Distributed Transactions: 2PC and 3PC
In a single-instance relational database, achieving ACID (Atomicity, Consistency, Isolation, Durability) guarantees is a solved problem. The database engine simply coordinates locks and writes transactions to its local Write-Ahead Log (WAL).
However, in modern microservices or sharded database architectures, a single logical transaction may span multiple physical database servers. Ensuring that either all of these databases commit their changes or none of them do is the distributed transactions challenge.

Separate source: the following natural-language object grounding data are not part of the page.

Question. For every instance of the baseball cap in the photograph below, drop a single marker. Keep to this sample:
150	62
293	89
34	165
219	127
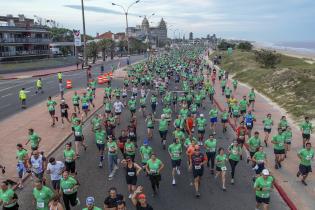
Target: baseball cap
89	201
265	172
141	196
146	142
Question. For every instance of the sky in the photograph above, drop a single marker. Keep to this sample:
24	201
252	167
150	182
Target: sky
256	20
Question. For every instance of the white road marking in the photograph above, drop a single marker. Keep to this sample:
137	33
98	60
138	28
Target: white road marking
6	95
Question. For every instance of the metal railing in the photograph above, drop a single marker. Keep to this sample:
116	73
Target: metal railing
24	53
25	40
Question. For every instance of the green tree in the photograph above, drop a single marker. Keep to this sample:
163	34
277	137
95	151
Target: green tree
92	51
246	46
267	58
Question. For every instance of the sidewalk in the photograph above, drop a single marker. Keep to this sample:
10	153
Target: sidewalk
44	72
14	130
302	196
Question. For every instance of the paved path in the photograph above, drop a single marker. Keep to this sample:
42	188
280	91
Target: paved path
303	197
9	102
181	197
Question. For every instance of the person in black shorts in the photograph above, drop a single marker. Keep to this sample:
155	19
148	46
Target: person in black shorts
132	171
112	199
64	111
197	162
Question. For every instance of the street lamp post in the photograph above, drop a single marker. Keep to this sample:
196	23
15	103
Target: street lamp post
126	15
85	60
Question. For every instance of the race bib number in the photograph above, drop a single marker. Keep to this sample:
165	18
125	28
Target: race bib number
40	204
197	167
131	173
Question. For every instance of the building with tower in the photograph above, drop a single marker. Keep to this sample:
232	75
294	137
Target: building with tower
154	35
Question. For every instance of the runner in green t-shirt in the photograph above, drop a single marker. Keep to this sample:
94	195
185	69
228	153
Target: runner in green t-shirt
224	119
153	168
252	98
163	129
51	109
42	195
306	156
279	148
100	138
306	128
34	138
76	102
175	151
201	126
145	152
220	161
235	152
210	147
268	123
263	186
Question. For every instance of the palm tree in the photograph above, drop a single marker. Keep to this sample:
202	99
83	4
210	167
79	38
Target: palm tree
92	50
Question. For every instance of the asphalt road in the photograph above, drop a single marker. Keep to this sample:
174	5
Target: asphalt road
9	90
181	197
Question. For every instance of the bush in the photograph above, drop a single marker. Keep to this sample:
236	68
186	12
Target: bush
247	46
267	58
224	45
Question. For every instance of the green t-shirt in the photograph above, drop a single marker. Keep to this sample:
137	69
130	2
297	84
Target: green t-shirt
146	152
154	166
279	141
243	105
132	105
175	150
34	139
235	152
221	160
77	130
268	123
210	145
85	99
253	143
130	148
67	184
163	124
306	127
260	157
96	122
7	196
69	155
225	115
112	148
306	156
251	95
21	154
51	105
201	123
263	183
75	99
42	197
100	136
213	113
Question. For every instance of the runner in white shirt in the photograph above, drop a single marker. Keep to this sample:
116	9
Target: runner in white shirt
55	169
118	106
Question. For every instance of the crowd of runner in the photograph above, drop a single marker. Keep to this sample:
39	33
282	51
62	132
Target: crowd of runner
174	94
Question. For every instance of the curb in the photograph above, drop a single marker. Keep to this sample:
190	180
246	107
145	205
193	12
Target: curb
280	190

Two-Phase Commit (2PC) and Three-Phase Commit (3PC) are the fundamental atomic commit protocols designed to solve this consistency problem. This guide details their protocol phases, mathematical bottlenecks, failure recovery logs, and modern architectural alternatives.
Requirements and System Goals
Implementing distributed atomic commit protocols requires precise trade-offs between consistency, latency, and availability.
1. Functional Requirements
- Atomicity: Guarantee that a transaction involving multiple databases commits completely or aborts completely.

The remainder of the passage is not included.